Dès la fin des années 70, un mouvement de nature politique se crée pour prendre la direction des syndicats, jusqu’alors aux mains de grands propriétaires terriens. Un travail de formation est réalisé par les mouvements ecclésiastiques de base pour permettre aux leaders paysans d’assurer la gestion de ces syndicats.
Dans un deuxième temps, un certain nombre de projets productifs sont mis en place, avec l’appui d’ONG. Ce mouvement, à travers le renforcement de certaines organisations, crée une demande de politiques publiques agricoles (appui conseil, crédits, régulation foncière,…). Pour y répondre, des lignes de crédit dédiées à l’agriculture familiale sont mises en place.
À partir de 1990, des structures de négociation entre la société civile et les différents niveaux gouvernementaux apparaissent, comme les conseils municipaux de la santé et de la sécurité alimentaire. Pendant cette période, plusieurs organisations fédératives se créent comme la Fetagri (STTR) et l’AOMT-BAM (organisations de femmes), puis dans un second temps, le Ceft–Bam (centre de formation intégrant une grande partie des organisations de l’ouest du Para) et la Mopebam (organisations de pêcheurs). Ces organisations mènent de nombreuses actions communes et jouent rapidement un rôle de représentant des organisations de bases auprès des pouvoirs publics.

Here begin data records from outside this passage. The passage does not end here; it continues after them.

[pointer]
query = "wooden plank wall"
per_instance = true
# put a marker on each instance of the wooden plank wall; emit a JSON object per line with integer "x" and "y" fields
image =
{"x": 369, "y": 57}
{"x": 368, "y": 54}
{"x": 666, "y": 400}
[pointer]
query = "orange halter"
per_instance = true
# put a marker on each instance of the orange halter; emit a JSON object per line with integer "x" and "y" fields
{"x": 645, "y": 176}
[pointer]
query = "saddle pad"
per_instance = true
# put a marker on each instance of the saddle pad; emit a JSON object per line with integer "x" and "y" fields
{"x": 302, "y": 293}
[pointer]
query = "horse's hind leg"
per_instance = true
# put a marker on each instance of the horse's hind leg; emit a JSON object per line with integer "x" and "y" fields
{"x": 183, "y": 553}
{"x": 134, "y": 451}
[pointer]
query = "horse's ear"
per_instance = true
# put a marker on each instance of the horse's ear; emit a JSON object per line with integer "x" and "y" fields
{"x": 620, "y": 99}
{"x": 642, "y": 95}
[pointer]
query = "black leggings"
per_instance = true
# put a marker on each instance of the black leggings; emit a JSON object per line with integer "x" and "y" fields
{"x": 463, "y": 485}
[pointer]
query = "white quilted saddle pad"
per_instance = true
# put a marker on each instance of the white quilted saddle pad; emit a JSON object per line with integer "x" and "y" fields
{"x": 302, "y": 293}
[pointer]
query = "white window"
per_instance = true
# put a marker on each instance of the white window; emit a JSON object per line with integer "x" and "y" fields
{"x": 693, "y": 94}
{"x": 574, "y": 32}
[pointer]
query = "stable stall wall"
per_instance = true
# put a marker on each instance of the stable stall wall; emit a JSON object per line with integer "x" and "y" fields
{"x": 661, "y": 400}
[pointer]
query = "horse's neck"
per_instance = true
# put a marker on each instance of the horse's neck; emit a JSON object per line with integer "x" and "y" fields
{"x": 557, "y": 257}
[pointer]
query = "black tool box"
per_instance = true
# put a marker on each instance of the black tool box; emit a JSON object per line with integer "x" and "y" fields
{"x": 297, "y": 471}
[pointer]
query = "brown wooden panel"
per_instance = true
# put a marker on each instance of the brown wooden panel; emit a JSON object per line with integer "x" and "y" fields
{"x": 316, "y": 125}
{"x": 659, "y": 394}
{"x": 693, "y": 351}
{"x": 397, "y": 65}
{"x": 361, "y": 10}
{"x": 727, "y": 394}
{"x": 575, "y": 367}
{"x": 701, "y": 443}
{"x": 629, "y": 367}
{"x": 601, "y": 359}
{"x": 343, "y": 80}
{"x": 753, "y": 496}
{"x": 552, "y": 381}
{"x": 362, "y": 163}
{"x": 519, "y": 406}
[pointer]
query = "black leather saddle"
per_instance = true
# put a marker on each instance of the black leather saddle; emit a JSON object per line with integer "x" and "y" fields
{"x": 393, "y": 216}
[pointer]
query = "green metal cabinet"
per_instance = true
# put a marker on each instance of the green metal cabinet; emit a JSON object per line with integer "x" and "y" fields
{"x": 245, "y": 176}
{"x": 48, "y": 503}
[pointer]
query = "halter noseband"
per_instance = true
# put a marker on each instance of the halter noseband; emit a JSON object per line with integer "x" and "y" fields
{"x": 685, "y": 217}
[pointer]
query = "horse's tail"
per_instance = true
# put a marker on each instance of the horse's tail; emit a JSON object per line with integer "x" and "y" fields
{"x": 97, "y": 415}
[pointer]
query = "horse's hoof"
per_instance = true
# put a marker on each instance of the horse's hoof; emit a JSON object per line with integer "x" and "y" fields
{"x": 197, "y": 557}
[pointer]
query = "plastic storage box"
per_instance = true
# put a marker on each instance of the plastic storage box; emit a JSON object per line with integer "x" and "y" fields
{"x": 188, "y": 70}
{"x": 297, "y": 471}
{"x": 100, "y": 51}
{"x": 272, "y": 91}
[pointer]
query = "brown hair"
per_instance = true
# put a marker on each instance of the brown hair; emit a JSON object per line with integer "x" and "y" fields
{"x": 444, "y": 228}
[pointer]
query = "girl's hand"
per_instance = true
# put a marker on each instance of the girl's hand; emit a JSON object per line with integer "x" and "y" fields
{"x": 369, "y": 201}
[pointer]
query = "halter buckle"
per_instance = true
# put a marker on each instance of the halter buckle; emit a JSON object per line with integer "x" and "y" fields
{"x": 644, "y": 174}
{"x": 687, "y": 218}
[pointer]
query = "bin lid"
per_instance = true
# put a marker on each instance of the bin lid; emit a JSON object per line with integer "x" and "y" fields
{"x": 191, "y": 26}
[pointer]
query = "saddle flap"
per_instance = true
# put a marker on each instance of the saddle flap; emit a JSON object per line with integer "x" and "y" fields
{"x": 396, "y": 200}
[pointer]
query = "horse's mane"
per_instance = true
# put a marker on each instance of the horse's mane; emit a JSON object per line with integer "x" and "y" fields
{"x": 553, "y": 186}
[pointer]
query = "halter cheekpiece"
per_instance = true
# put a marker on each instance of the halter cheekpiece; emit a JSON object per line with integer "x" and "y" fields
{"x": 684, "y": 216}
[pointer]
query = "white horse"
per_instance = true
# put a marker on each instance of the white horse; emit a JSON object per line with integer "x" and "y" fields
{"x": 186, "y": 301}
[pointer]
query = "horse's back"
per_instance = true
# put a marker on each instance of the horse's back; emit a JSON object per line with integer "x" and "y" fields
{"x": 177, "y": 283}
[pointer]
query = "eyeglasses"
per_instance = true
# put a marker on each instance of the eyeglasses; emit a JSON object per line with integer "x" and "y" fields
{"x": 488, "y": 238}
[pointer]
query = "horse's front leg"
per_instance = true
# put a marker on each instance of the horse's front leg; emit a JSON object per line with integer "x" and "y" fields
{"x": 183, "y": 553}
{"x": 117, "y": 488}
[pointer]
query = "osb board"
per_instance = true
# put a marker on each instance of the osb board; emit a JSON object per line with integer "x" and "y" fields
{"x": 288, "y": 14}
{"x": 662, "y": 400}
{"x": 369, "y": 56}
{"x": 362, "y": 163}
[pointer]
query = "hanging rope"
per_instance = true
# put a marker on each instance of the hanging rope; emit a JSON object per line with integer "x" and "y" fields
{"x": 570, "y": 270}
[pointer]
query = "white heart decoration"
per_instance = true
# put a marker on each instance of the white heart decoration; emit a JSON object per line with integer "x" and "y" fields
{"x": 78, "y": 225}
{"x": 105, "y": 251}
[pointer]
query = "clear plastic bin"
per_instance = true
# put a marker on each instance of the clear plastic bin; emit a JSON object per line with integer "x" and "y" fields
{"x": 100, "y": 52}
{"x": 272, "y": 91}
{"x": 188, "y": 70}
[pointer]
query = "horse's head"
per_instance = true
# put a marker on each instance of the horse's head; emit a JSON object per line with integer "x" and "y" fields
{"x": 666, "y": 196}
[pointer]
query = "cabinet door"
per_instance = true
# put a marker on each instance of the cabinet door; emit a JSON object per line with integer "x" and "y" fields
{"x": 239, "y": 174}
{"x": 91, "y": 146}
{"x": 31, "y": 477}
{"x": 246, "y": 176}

En 1997, un forum de la production familiale de Santarém puis plus tard de l’ensemble de l’ouest du Pará, se met en place sur l’initiative de la Fetagri. Un des objectifs importants est d’organiser la foire annuelle de la production familiale. Cette foire est destinée à faire la promotion des produits de l’agriculture familiale à travers la création de liens commerciaux entre les producteurs et les entrepreneurs locaux, ainsi qu’à travers la formation des producteurs et la qualification des productions pour le marché.
Les organisations de la société civile se regroupent au sein d’un forum pour discuter les différentes démarches et coordinations à réaliser. Un appui occasionnel est apporté par le Sagri et quelques Emater.
Rapidement, ce forum devient également un espace de discussion pour concevoir un plan intégré alternatif de développement du Baixo Amazonas, le projet « Tucumã » (Annexe 2). Y est prévus la mise en place de projets de financement de productions, d’éducation, de communication, de santé, d’infrastructures et de commercialisation. L’élaboration de ce plan ne sera pas achevée et ne fera l’objet d’aucune diffusion. Cependant, un certain nombre de projets qui ont été ébauchés à cette occasion se retrouvent dans les orientations de certaines organisations de la société civile. Ce processus a ainsi néanmoins permis de faciliter la mise en place des politiques de développement territorial.
Il faut préciser que la plupart des dirigeants syndicaux ou d’autres organisations présentes dans le mouvement social(3) ont un niveau de scolarité ne dépassant que rarement le secondaire. Leur auto-formation s’est effectuée à travers les officines, les différents cours et par la lutte pour leurs droits, appuyée par les ONG ou par des organisations de travailleurs, comme la CUT (Centrale Unique des Travailleurs).
Le capital humain (développement de compétence, échelle individuelle) reste faible ce qui entraîne, malgré le développement d’un capital social qui est assuré par la coordination entre dirigeants des organisations, une difficulté pour l’organisation générale et l’élaboration d’une stratégie claire. On peut ainsi considérer que le capital institutionnel reste limité dans la situation actuelle.
Les cours et les formations offerts, en nombre limité, bénéficient surtout à un groupe restreint de dirigeants. Ce mouvement de formation n’atteint pas encore la base des agriculteurs qui restent peu formés, ce qui rend la structuration et l’organisation, à ce niveau, difficiles. Le développement récent d’écoles en milieu rural laisse espérer des progrès substantiels dans ce domaine.
Une grande partie des responsables du gouvernement de l’État et du gouvernement fédéral appartient aux mouvements sociaux (Parti des Travailleurs). La plupart des leaders syndicaux, une fois expérimentés et formés, aspirent à être élus. Cette tendance a réduit la dimension contestatrice et revendicative du mouvement syndical. Elle a pour conséquence, certes une plus grande implication dans les processus de décision, mais aussi une adhésion souvent inconditionnelle aux politiques gouvernementales, aux dépens d’une défense stricte des travailleurs.
3 Un mouvement social désigne toute action collective visant à changer les comportements et/ou les institutions en un sens favorable à un groupe actif et organisé. On parlera donc de mouvements sociaux pour qualifier toute action collective revendicative visant à transformer l’ordre social existant (Neveu 1996).